Over the next five weeks we will be sharing a series of blog posts with you, written by an autistic academic who was diagnosed later in life.
She was assessed for autism as a child, but says she missed out on the diagnosis as little was known back then about the female presentation of autism. Thankfully, she had the chance to be reassessed as an adult.
She prefers to remain anonymous in her writing due to the stigma and discrimination that still exist within her industry, but she is happy for people to get in touch with her with any questions or feedback.
If you would like to get in touch please email us.
This is Part One:
A Bad Girl
I am five years old, and I am a bad girl.
They wondered if I was deaf first of all, when I was two and I didn’t respond to my name. It appears that I can hear but I choose not to listen. I make up my own words, words delicious to the tongue, and I bellow and sing them joyously, along with phrases from TV.
The little girls doing pliés by the bar in my ballet class are shocked by how naughty I am. I refuse to flap pretend wings whilst running around the room, but rather curl on the floor with my cheek pressed against the cool lino.

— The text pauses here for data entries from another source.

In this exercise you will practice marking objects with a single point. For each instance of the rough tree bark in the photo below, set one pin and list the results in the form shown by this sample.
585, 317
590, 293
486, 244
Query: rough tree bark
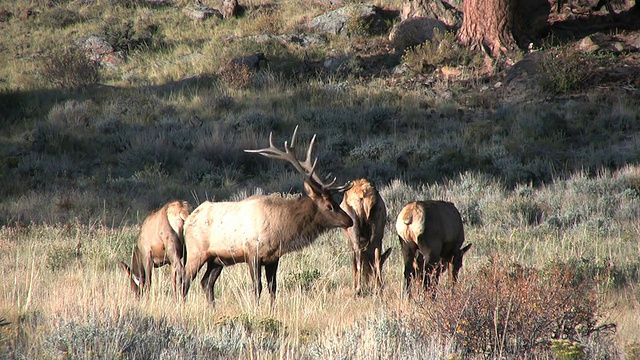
494, 26
488, 25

I am a terror in shops. My mum begs me to stay where she can see me, but if it’s a clothes shop, I will be sat in the middle of a clothes rack in the comforting dark, impervious to the calls of frightened adults. If it’s a department store I will be with the glass ornaments, because they are shiny, sparkly, cool, smooth. I love them. I have to hold them. My clumsy fingers fumble and adults shout.
I don’t want to play with other children, so when my sister and I are forced to visit my mother’s friends, I am always the child sat way out on the edge in the photograph and looking out of the frame. With my younger cousins, I forget that they are babies. I want to run and shout and laugh, to say my delicious made-up words way into the evening. The babies wake and the adults shout. I lock myself in the pantry because I am frightened; I am a bad girl.